Over 150 community members attended the event. Attendees were very interested in the issue and asked a lot of questions. The organizers and panellists took all the questions with an open heart and answered each of them. It was a very successful event that garnered a lot of media attention. For most of the organizers, it was the first time they had established contact with the media. The success of this event paved the way to establishing the Coalition of Muslim Women of Kitchener-Waterloo (CMW).
A founding member of the CMW, Ghazala has never rested since the inception of the organization. From leading CMW’s first strategic planning process to steering the ship skilfully as the chair of the board when the organization was going through its most significant transformation, from setting up and taking down events, to designing and conducting internal and external event and program evaluations, from facilitating candid discussions among members and volunteers to providing training on mental health and well-being, from cleaning to child-minding to printing and photocopying, Ghazala’s footprints are everywhere in the Coalition. She is a pillar that provides strength and support for the CMW. To show their appreciation for her unparalleled passion, loyalty, and love for the CMW, she was awarded with a 10-year service award in 2020.
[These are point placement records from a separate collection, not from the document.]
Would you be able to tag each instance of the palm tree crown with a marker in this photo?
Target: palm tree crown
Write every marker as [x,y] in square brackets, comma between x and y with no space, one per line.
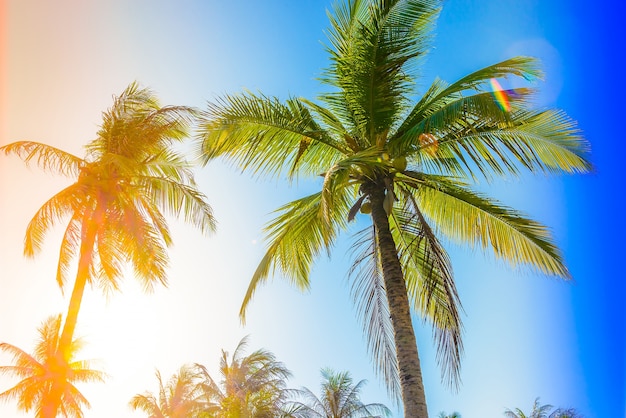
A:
[47,384]
[178,398]
[409,165]
[251,386]
[340,398]
[543,411]
[129,177]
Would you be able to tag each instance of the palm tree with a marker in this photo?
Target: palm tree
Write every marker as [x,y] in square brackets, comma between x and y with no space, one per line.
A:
[452,415]
[129,176]
[565,413]
[178,398]
[543,411]
[340,398]
[47,384]
[251,386]
[538,411]
[409,165]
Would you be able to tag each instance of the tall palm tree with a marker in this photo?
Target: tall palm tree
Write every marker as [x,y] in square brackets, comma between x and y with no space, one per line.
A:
[252,386]
[178,398]
[128,178]
[340,398]
[48,381]
[409,165]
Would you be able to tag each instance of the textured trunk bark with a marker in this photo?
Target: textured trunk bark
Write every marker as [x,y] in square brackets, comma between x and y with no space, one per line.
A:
[88,239]
[82,276]
[413,395]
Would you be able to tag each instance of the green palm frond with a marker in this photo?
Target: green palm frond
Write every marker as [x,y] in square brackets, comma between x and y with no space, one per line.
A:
[68,250]
[368,293]
[441,93]
[48,158]
[430,284]
[297,236]
[53,211]
[372,46]
[467,217]
[264,135]
[45,377]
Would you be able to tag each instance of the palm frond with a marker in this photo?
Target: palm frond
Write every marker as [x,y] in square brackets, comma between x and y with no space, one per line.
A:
[263,135]
[296,237]
[465,216]
[368,293]
[430,284]
[64,203]
[48,158]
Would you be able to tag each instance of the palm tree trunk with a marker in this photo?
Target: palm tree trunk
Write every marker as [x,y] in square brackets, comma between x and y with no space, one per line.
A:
[88,239]
[89,230]
[413,395]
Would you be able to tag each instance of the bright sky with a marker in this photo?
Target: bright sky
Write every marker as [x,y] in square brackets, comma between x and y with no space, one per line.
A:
[525,336]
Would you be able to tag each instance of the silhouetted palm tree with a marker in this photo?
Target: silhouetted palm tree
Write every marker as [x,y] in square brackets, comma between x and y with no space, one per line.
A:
[47,379]
[128,178]
[409,166]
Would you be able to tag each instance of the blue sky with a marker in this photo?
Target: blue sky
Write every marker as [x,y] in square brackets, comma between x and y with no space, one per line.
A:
[525,336]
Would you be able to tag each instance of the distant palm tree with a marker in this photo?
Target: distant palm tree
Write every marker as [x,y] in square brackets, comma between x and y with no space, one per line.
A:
[543,411]
[47,384]
[252,386]
[452,415]
[178,398]
[340,398]
[565,413]
[409,165]
[130,175]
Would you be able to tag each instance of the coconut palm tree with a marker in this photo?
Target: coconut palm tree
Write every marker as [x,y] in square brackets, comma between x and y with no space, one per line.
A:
[409,164]
[565,413]
[48,380]
[340,398]
[178,398]
[452,415]
[129,177]
[538,411]
[543,411]
[252,386]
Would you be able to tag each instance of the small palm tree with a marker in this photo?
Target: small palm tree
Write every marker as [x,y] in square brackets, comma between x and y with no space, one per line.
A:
[452,415]
[340,398]
[543,411]
[178,398]
[128,178]
[409,165]
[538,411]
[565,413]
[48,379]
[252,386]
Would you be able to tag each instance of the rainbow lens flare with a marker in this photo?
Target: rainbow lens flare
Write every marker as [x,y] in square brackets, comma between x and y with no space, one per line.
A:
[500,95]
[429,143]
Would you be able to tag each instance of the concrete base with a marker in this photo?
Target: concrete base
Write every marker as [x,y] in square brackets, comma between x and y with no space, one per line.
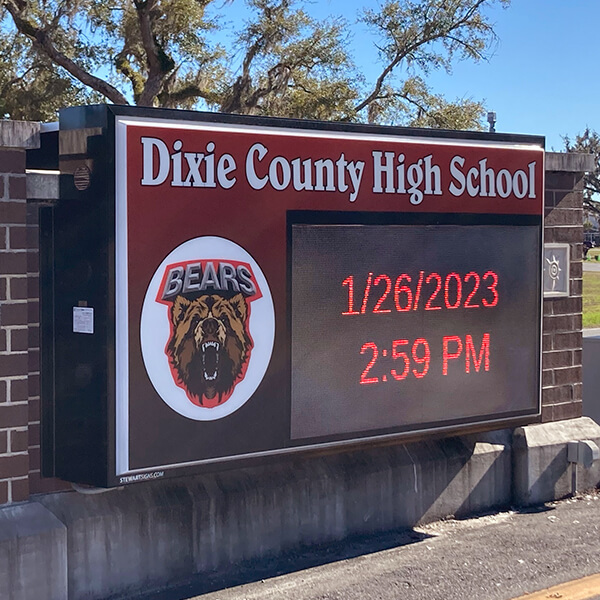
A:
[33,554]
[145,537]
[591,376]
[541,470]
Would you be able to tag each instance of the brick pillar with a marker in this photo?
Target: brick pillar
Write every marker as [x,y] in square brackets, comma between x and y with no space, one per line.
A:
[562,337]
[15,139]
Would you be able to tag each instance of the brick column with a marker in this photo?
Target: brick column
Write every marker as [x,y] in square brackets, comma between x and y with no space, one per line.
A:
[562,337]
[15,139]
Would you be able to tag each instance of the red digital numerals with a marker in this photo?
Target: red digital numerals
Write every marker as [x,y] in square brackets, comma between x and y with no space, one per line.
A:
[404,358]
[431,291]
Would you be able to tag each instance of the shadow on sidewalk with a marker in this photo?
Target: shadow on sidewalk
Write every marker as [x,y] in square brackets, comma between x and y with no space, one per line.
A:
[298,559]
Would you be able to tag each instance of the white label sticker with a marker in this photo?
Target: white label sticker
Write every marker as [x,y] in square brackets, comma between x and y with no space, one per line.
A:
[83,320]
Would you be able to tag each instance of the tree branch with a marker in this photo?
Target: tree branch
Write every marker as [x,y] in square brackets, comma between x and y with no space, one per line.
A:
[43,42]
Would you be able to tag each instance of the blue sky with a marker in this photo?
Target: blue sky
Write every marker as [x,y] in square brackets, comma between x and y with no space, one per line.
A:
[542,76]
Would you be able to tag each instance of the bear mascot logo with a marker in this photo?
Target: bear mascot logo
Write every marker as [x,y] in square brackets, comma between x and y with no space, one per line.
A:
[207,328]
[210,344]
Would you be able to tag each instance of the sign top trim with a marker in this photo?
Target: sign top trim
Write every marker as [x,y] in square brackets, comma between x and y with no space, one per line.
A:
[271,129]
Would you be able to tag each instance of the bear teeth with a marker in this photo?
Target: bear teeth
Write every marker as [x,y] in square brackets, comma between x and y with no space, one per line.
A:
[206,345]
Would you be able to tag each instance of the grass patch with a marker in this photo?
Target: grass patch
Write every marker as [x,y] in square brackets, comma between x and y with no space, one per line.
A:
[593,254]
[591,299]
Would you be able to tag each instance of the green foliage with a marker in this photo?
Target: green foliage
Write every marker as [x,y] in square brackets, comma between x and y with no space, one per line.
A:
[591,299]
[588,143]
[281,62]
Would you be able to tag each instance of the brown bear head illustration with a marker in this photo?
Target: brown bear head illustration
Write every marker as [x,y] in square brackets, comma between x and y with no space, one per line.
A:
[209,346]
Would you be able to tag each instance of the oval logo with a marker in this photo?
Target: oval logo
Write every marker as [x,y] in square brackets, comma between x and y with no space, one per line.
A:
[207,328]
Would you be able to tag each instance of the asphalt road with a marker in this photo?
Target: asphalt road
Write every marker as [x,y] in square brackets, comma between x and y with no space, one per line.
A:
[493,557]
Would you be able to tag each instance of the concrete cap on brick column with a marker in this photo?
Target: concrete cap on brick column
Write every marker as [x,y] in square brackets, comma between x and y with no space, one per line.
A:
[569,162]
[19,134]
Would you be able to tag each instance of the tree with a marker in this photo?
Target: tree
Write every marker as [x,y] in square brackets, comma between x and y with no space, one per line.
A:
[283,62]
[588,143]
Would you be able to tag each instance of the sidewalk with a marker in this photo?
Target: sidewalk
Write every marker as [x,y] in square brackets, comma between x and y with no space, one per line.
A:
[494,557]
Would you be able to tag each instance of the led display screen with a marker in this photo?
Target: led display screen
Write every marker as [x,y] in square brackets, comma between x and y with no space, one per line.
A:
[397,327]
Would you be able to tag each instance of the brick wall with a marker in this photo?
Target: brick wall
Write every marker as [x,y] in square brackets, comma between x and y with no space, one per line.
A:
[562,337]
[14,318]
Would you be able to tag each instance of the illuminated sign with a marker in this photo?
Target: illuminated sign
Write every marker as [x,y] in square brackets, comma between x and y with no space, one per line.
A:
[263,287]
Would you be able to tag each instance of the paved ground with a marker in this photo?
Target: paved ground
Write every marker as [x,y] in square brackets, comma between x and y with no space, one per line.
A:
[494,557]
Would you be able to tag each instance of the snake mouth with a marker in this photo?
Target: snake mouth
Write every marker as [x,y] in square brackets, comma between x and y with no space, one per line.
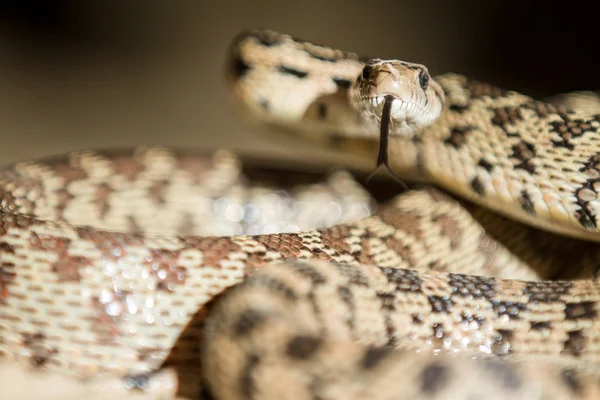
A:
[401,109]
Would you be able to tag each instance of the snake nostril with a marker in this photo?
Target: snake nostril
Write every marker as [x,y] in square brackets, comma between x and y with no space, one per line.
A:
[366,74]
[423,79]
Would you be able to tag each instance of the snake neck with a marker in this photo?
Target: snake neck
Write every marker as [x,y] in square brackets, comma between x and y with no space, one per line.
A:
[524,158]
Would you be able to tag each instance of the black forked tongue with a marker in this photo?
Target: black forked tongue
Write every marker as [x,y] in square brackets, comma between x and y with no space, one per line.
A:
[384,135]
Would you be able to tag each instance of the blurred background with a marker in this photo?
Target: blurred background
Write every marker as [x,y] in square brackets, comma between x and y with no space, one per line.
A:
[80,74]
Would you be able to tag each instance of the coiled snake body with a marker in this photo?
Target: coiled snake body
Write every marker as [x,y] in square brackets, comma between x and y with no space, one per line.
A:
[105,275]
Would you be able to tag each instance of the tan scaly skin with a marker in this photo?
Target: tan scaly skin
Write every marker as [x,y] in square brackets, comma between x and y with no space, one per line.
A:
[110,279]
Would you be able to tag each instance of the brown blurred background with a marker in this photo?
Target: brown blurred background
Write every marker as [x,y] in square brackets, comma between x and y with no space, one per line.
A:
[96,73]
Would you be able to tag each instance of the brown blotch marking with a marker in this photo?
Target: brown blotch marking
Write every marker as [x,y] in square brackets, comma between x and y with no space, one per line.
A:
[346,296]
[292,71]
[575,344]
[7,277]
[472,286]
[272,284]
[238,66]
[458,137]
[440,304]
[592,166]
[477,186]
[289,245]
[112,245]
[217,249]
[303,346]
[527,203]
[458,108]
[584,215]
[67,267]
[133,226]
[103,192]
[388,306]
[322,111]
[374,355]
[433,377]
[525,153]
[335,238]
[40,351]
[540,325]
[247,321]
[583,310]
[467,317]
[568,129]
[399,247]
[547,291]
[572,381]
[265,104]
[485,164]
[247,385]
[353,274]
[503,343]
[343,84]
[508,308]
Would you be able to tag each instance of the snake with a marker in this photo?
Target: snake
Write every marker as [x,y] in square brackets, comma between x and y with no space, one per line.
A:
[143,273]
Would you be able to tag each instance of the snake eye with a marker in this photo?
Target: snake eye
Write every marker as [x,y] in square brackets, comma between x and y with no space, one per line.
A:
[424,79]
[367,72]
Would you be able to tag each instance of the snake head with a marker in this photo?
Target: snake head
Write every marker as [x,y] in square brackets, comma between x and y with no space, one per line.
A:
[418,99]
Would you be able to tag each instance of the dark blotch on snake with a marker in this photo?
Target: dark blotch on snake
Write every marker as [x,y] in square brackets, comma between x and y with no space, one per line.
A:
[247,387]
[526,202]
[571,380]
[433,378]
[291,71]
[477,186]
[540,325]
[322,110]
[303,346]
[485,164]
[583,310]
[247,321]
[342,83]
[238,67]
[575,344]
[374,355]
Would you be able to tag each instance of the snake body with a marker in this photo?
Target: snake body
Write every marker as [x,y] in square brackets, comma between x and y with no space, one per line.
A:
[107,273]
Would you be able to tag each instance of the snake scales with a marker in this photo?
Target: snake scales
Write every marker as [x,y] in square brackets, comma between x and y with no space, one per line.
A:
[108,274]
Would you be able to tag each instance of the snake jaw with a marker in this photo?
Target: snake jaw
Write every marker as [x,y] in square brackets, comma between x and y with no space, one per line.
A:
[415,105]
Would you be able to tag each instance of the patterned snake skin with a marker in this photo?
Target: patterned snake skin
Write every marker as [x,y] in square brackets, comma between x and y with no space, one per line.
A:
[150,274]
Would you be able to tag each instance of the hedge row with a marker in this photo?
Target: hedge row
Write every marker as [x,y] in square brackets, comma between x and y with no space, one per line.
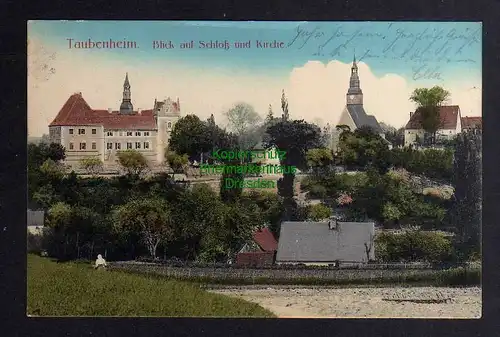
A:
[370,266]
[456,276]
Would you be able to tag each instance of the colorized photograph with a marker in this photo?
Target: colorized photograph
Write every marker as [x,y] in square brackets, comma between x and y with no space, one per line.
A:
[254,169]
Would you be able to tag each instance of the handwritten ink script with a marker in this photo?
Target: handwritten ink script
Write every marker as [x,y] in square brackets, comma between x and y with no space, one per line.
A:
[426,49]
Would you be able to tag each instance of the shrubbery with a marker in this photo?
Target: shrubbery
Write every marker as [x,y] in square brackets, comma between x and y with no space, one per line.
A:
[413,245]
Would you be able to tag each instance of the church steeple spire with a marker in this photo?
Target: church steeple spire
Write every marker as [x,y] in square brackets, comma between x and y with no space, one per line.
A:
[126,107]
[354,94]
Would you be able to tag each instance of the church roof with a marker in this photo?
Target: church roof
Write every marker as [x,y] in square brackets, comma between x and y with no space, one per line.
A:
[472,122]
[448,115]
[77,112]
[360,118]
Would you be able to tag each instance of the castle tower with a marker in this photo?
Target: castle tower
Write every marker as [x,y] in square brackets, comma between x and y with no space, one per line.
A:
[126,107]
[354,93]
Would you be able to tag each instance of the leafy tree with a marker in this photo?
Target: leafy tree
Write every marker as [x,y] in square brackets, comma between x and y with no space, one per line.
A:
[319,212]
[93,165]
[320,160]
[152,217]
[191,136]
[364,148]
[428,102]
[178,163]
[269,117]
[244,121]
[295,138]
[53,170]
[133,162]
[467,198]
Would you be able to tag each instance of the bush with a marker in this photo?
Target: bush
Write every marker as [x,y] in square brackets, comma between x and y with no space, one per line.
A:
[413,245]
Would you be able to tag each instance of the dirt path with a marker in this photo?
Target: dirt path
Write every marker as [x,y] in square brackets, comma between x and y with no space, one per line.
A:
[363,302]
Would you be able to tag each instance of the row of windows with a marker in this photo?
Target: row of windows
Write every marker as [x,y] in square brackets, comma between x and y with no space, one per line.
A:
[110,133]
[82,131]
[118,146]
[83,146]
[109,146]
[128,133]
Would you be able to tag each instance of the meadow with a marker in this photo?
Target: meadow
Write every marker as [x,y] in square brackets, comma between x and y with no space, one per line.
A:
[76,289]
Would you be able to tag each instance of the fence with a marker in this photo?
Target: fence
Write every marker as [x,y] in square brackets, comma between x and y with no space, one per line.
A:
[271,275]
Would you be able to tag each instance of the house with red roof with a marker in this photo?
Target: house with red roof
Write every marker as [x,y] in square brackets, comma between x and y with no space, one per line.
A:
[260,251]
[86,132]
[450,125]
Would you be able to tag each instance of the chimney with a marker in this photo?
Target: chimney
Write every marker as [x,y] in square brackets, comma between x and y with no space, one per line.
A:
[332,224]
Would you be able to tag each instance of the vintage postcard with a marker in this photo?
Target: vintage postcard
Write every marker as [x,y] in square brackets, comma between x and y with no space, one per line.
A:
[254,169]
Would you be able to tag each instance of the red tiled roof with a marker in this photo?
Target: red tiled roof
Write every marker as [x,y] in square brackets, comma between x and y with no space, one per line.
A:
[448,115]
[472,122]
[265,239]
[76,112]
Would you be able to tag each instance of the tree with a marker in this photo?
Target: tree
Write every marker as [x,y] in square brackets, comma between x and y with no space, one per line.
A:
[319,159]
[284,106]
[133,162]
[178,163]
[53,170]
[428,103]
[269,117]
[467,198]
[93,165]
[364,148]
[319,212]
[152,217]
[191,136]
[242,119]
[295,138]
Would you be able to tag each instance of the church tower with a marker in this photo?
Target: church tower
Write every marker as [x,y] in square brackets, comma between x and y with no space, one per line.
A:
[126,108]
[354,93]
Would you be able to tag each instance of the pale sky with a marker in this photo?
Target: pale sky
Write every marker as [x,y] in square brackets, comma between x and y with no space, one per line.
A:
[315,87]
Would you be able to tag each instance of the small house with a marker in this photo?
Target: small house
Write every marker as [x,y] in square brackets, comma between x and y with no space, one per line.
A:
[325,243]
[260,251]
[450,124]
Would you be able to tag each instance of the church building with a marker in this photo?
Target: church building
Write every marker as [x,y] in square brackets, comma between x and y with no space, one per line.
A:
[354,115]
[86,132]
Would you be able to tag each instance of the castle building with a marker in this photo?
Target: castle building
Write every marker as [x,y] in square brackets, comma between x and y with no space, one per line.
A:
[86,132]
[354,115]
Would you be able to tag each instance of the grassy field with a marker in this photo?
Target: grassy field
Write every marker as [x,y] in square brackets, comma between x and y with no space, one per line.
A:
[70,289]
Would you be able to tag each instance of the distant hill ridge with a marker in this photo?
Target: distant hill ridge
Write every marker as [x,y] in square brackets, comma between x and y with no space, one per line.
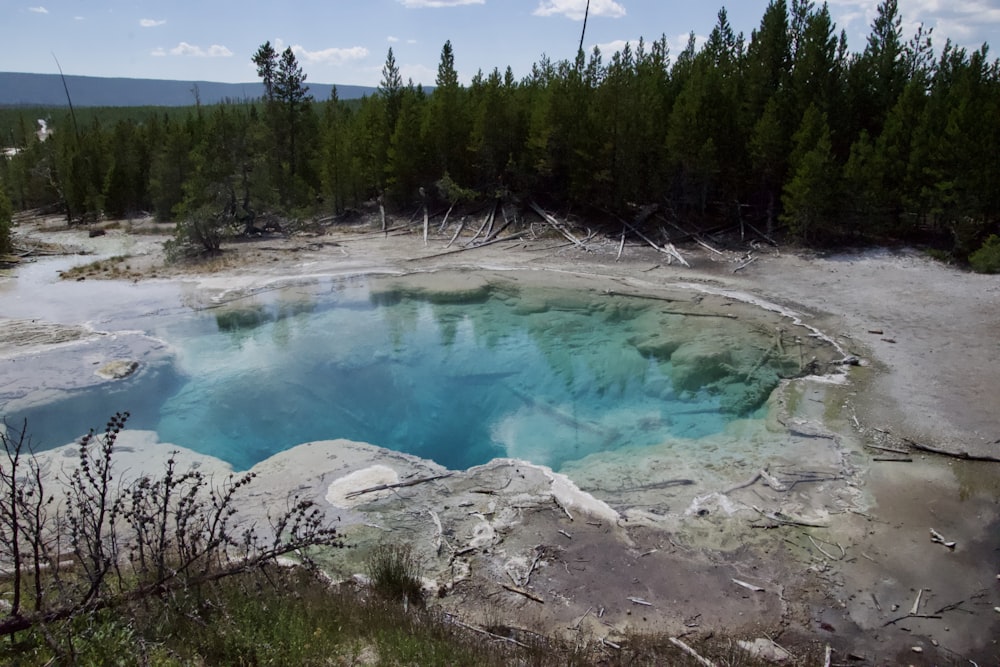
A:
[46,90]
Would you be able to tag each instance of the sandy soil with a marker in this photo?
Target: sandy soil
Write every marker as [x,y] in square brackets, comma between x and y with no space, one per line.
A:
[838,561]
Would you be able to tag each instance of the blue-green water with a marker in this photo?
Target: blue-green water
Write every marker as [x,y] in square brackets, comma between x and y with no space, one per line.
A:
[544,376]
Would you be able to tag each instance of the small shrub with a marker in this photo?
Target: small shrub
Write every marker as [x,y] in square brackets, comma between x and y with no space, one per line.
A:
[395,573]
[987,258]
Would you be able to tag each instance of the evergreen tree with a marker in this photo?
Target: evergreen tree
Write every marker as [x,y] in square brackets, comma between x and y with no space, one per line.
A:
[811,195]
[266,60]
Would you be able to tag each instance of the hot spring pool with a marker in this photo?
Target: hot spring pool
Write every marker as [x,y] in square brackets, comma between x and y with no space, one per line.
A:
[450,367]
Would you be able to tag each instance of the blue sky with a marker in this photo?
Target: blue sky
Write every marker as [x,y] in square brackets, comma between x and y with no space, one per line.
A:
[345,41]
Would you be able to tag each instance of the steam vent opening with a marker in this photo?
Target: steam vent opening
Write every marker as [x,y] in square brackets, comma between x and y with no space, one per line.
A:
[456,367]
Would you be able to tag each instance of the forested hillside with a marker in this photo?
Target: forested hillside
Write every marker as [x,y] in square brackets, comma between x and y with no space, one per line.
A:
[787,128]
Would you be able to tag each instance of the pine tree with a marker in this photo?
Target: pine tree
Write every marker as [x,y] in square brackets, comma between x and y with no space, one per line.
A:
[810,196]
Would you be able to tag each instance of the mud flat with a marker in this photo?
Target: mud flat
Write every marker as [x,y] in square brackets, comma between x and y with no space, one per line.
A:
[813,525]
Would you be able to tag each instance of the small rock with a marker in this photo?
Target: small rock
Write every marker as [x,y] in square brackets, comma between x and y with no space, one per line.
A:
[767,650]
[116,370]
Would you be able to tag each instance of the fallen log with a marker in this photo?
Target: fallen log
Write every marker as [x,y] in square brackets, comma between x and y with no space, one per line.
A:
[558,226]
[511,237]
[521,591]
[397,485]
[461,226]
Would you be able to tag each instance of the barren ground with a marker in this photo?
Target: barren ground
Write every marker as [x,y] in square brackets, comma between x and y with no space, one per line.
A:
[838,561]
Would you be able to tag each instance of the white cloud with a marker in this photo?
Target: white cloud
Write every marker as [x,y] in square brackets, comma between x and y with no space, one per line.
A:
[185,49]
[575,9]
[957,19]
[435,4]
[418,73]
[331,56]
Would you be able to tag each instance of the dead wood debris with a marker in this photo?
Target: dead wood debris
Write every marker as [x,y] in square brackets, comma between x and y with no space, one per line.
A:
[398,485]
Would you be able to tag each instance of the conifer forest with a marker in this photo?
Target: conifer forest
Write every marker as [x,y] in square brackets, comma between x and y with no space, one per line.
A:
[789,129]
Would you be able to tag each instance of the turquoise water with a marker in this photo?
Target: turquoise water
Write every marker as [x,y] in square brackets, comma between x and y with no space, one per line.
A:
[545,376]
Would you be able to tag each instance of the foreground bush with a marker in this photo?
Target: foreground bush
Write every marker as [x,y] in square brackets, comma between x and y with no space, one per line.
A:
[987,258]
[97,544]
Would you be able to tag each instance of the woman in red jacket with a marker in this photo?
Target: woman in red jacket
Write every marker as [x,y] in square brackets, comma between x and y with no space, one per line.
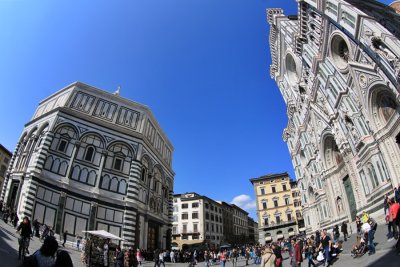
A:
[295,253]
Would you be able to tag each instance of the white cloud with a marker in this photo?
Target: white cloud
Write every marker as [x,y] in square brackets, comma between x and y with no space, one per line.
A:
[245,202]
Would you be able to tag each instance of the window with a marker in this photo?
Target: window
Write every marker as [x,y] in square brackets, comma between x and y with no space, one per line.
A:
[286,201]
[117,164]
[144,171]
[62,146]
[89,153]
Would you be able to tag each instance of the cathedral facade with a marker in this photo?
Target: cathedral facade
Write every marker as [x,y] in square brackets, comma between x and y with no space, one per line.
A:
[337,66]
[92,160]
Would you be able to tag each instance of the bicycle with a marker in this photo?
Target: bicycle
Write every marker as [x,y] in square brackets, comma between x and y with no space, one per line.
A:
[23,247]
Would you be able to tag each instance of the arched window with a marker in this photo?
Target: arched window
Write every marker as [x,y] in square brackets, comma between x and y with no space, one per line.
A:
[122,187]
[63,168]
[92,178]
[75,173]
[114,184]
[105,182]
[62,145]
[56,165]
[387,106]
[49,162]
[89,153]
[372,176]
[83,176]
[143,175]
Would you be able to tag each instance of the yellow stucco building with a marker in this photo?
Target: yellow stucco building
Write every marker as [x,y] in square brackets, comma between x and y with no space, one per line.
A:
[278,207]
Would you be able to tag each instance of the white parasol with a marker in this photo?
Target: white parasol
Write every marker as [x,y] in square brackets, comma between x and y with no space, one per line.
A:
[103,234]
Ghazala had always wished to meet good people. She believes that having good people around makes everything easier. She added, “And that is why I love the Coalition because we have such talented and passionate women who make me feel that I am not alone and share my passion for supporting women.”
Ghazala believes that women can perform beyond the predefined roles of mother, sister, wife, and daughter. Although these roles are very important for her, she believes that every woman is gifted with unique skills and must utilize them and imagine themself beyond these traditional relationship roles. Ghazala has always taken a keen interest in her health and well-being. She enjoys swimming and her regular gym visits. She has recently learned to ride a bicycle and now proudly bikes around for leisure. The next item on her to-learn list is skiing. She loves to play board games with her children, who are also busy professionals like her, and yet they all manage to find time for these fun moments together.
Ghazala’s journey would not have been possible without the support she received from her husband. He has stood by her — from her educational goals to her community work.
Ghazala is an inspiration for everyone who wishes to bring change in society by uplifting others. When she left Pakistan, she not only packed things that she would need to survive in Canada, but she also packed a great deal of compassion, love, and care for the community she was going to join. She also brought a heart of gold. She continually searched for likeminded women who shared her passion to improve and enrich the community, and together they have brought waves of positive change to their communities.
Ghazala’s story is of perseverance and persistence. In Ghazala’s own words, “If we are persistent and we don’t lose hope, things eventually work out. Yes, sometimes it takes more time and that’s okay. But if we know what we want, and we have a plan, and we keep working towards our goals, things will start to happen.